2. The term “Contracting State” means the United States or Venezuela, as the case may be.

3. The term “enterprise of a Contracting State” means:

(a) in the case of a Venezuelan enterprise, enterprises owned by the Government of Venezuela, Venezuelan public entities, whether national or local in character, and individuals who are residents of Venezuela for tax purposes and not citizens of the United States, or by corporations or companies created and organized under the laws of Venezuela and having their seat of effective management in Venezuela.

(b) in the case of a United States enterprise, an enterprise owned by the Government of the United States or a political subdivision or local authority thereof, or by individuals who are citizens or residents of the United States and not residents of Venezuela, or by companies created under the laws of the United States.

(c) It is understood that for a corporation to claim the benefits of this Agreement as an enterprise of a Contracting State, it must satisfy the requirements of the law of the other Contracting State designed to limit such benefits to corporations owned by residents of the first-mentioned State.

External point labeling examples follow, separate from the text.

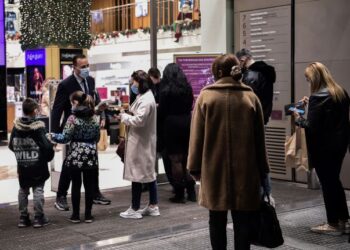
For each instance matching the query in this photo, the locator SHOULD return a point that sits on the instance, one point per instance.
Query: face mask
(135, 89)
(84, 73)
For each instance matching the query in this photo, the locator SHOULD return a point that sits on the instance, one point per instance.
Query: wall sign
(35, 57)
(197, 68)
(267, 34)
(2, 34)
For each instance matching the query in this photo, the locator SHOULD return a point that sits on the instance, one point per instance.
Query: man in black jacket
(79, 80)
(33, 151)
(260, 77)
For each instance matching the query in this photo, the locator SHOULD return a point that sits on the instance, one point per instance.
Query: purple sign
(35, 57)
(2, 33)
(197, 69)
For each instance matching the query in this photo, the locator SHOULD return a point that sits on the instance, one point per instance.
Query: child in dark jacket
(82, 131)
(33, 151)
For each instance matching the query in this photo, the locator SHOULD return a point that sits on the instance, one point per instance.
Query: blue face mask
(135, 89)
(84, 73)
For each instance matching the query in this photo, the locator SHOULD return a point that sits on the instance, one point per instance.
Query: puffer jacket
(82, 131)
(32, 150)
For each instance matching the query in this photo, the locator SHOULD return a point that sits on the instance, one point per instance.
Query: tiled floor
(111, 173)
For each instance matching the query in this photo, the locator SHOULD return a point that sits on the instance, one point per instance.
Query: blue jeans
(136, 190)
(38, 194)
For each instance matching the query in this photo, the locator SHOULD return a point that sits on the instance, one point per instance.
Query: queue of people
(219, 143)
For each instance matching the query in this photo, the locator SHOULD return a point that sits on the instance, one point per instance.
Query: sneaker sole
(60, 208)
(40, 226)
(130, 217)
(334, 233)
(102, 202)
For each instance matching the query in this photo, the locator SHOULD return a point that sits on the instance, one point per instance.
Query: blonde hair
(320, 77)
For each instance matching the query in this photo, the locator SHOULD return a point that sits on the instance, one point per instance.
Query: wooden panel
(11, 115)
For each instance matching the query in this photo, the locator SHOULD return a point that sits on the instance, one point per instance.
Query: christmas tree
(55, 22)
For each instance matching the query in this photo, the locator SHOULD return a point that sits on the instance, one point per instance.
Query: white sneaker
(151, 211)
(130, 214)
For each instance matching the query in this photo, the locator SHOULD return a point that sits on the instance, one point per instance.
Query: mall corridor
(180, 226)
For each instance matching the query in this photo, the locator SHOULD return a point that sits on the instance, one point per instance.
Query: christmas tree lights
(55, 22)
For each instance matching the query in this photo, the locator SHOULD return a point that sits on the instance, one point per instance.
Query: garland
(115, 34)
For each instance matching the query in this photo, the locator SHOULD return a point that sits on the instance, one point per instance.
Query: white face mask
(84, 73)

4. The term “profits and income” means all income derived from the international operation of ships or aircraft, including income from the rental of ships or aircraft an a full (time or voyage) basis. It also includes income from the rental on a bareboat basis of ships and aircraft used in international transport, income from the rental of containers and related equipment used in international transport, and gains from the alienation of ships, aircraft or containers operated in international transport, provided that such activity of rental or alienation is incidental to the international operation of ships or aircraft.

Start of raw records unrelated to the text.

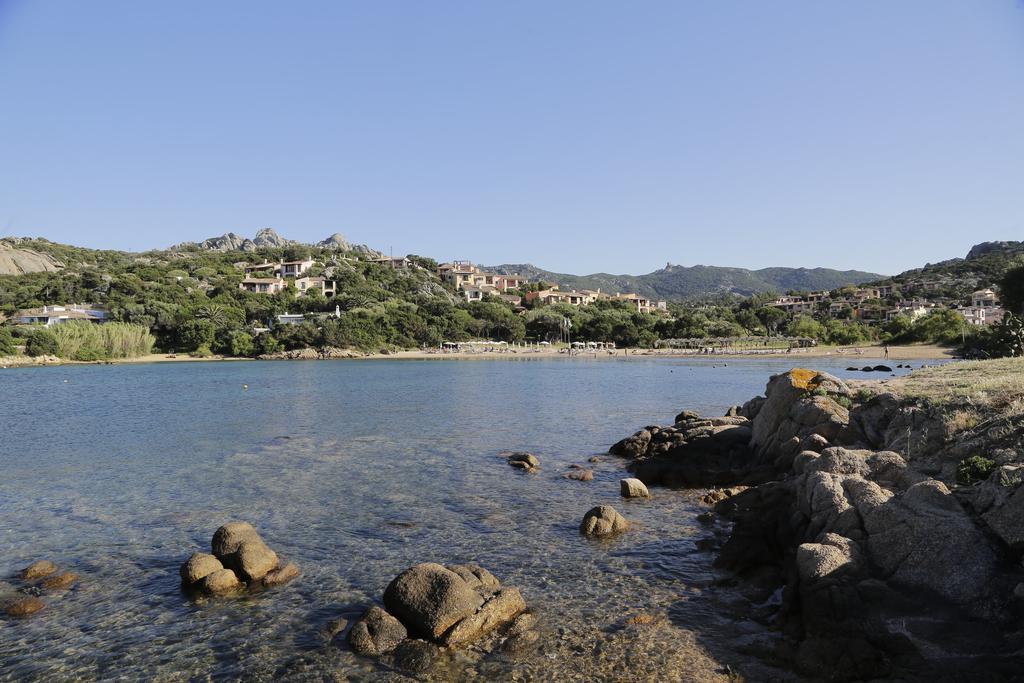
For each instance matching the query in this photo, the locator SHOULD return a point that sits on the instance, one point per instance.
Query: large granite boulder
(221, 582)
(430, 599)
(240, 559)
(1000, 502)
(799, 403)
(38, 570)
(924, 540)
(633, 487)
(449, 605)
(603, 520)
(632, 446)
(199, 566)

5. The term “competent authority” means:

(a) in the case of the United States, the Secretary of the Treasury or his delegate; and

(b) in the case of Venezuela, the General Directorate of Revenues of the Ministry of Finance.

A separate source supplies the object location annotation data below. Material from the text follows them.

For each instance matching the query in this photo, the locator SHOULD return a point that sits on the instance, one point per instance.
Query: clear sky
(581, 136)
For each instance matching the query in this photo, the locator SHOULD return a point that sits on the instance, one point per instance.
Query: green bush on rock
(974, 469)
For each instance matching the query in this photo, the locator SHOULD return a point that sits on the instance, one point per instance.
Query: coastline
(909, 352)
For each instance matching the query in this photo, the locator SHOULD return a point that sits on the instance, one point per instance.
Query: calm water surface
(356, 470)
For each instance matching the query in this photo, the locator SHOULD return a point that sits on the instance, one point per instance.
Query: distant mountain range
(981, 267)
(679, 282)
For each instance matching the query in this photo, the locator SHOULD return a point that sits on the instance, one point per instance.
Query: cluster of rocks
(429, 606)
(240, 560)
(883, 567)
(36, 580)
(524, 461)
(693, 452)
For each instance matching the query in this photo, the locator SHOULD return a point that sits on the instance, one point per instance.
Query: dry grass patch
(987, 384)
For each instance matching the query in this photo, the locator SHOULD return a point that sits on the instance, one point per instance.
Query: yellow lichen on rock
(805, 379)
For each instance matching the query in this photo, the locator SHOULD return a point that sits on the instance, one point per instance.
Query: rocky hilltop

6. The term “international operation of ships or aircraft” means the activity of transporting by ship or aircraft passengers, cargo, or mail and other directly related activities carried on by the owner, lessor or charterer of ships or aircraft.

Article 2

1. Subject to the provision of Article 3 of this Agreement, profits and income from the international operation of ships or aircraft derived by an enterprise of a Contracting State shall be exempt from tax in the other Contracting State.

2. The provisions of this Article shall also apply to profits or income from participation in a pool, a joint business, or an international operating agency.

Article 3

The exemption provided by Article 2 shall apply to an enterprise of a Contracting State which serves a port or an airport situated in the territory of the other Contracting State.

Article 4

The competent authorities of the Contracting States shall endeavor to resolve by mutual agreement any difficulty or doubt arising as to the application of this Agreement.

Article 5

The competent authorities of the Contracting States will endeavor to assure that the tax benefits provided in this Agreement are not enjoyed by enterprises of third States.

Article 6

The Contracting States shall notify each other through diplomatic channels when the constitutional requirements for the entry into force of this Agreement have been satisfied. The Agreement shall enter into force on the date of the later of these notifications and shall have effect with respect to taxable years beginning on or after January 1, 1987.

Article 7

This Agreement may be terminated by either Contracting State giving notice of termination through diplomatic channels. In such case it shall cease to have effect with respect to taxable years beginning on or after January 1 of the calendar year following the year in which the notice of termination was given.

Done at Caracas this twenty ninth day of December, nineteen hundred eighty seven, in duplicate, in the English and Spanish languages, each text being equally authentic.